Therefore, when the “man in the arena” indicates a stark choice between an increasing national debt and the ability to “feed the people; ensure benefits to keep families together and keep households going; make the tough decisions about COVID; and get the country ready for recovery”, he should not be ignored. While this may not have been the main intent, I believe that in a moment of candid, open and vulnerable disclosure, the Prime Minister gave a glimpse into the limited space between incurring more debt and national survival, while also giving Bahamians an appreciation of the fierce undercurrents which tug at the economic options available to the Government. The Budget, on analysis, bears this out. Interest (debt servicing) payments at $512m, and capital expenditure at $378m, together are equivalent to 93.6 percent of the total projected deficit. When we consider that capital expenditure is one of the areas that has the greatest potential impact on future growth, and represents investment for the future, we start to develop an appreciation of how serious the debt issue is for The Bahamas. One should not walk away with the impression that capital spending by the Government alone is the only means of growth, but it is instructive to analyse the current fight by the Biden administration to maximise spending on capital infrastructure as a means of driving and maintaining that country’s economic competitiveness.

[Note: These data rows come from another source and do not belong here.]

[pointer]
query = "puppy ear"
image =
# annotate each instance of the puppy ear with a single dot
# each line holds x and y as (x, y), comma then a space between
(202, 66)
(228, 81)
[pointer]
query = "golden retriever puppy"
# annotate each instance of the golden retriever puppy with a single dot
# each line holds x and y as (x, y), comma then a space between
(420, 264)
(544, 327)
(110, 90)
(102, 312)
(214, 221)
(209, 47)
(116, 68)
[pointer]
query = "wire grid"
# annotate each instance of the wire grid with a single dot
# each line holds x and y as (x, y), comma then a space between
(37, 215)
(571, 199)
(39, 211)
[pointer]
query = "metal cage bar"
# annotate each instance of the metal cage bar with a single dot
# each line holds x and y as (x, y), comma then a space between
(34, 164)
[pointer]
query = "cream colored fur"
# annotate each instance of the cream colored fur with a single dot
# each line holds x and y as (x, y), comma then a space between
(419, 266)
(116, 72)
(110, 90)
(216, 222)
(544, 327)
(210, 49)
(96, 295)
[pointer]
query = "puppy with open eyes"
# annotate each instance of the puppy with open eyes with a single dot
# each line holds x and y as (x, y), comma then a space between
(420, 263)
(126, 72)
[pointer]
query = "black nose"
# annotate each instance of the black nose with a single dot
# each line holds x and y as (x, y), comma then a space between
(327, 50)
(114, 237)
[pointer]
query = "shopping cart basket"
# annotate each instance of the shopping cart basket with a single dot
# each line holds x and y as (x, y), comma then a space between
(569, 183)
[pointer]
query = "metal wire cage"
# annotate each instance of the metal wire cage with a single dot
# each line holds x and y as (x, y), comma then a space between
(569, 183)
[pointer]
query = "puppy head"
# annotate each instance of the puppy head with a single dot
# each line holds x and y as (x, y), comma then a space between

In analysing the Budget, how does one truly appreciate the pressures faced by those at the helm? As in a previous article, I raise the questions: What are the things you would be insisting on having and not having in the Budget this year? What trade-offs would you be open to making? Taking into account the following factors: Revenue, growth, expenditure, deficit, debt, reserves, the pegged exchange rate and taxes, which aspect would you wish to be either aggressive or conservative with, or put at risk? Considering you are faced with high unemployment, a disrupted economy, high debt and low revenues, what would your trade-offs be? Should there be an increase in taxes to secure a reasonable amount of revenue, but with the risk that such a move could potentially cause further harm to the economy? How would this affect potential recovery and impact an already-stretched private sector and population, at least at this time in the midst of a global crisis? Would you overlook the state of your medical infrastructure, which COVID-19 has exposed as significantly weak? Would you overlook the private sector, which stands as an option for absorbing some unemployment?

Would you be minded to not inject foreign currency into the economy to preserve the external reserves, and continue protecting the pegged exchange rate? What about social sector support? Would you not make allocations to support struggling households amid continuing high unemployment? I believe that, while we may argue for government spending to be allocated differently, there are some important areas that most reasonable persons would cover, as was done in the Budget. In the face of limited resources, the choices cannot be easy. If this argument of limited room to manoevere, limited resources and high-pressure demand holds true, it would seem that the major debate rests outside the numbers. Based on my early analysis I believe that the deficit should have been larger, possibly beyond the prior year’s $1.3bn. If historical performance holds true, and revenues comes in at 75-80 percent of projections, all other things being equal the deficit could end at approximately $1.4bn. Before we get carried away, the latter statement is not very accurate. If all things are held truly equal, based on historical behaviour, the capital budget will be curtailed to restrict the extent of the deficit. In order to maintain our deficit from within a certain subjective band, it has been the practice for successive administrations to restrict capital spending and investment. The Bahamas has for a while been in the throes of a debt cycle with all the elements necessary to be dangerously vicious, and that has emerged over the last two fiscal periods.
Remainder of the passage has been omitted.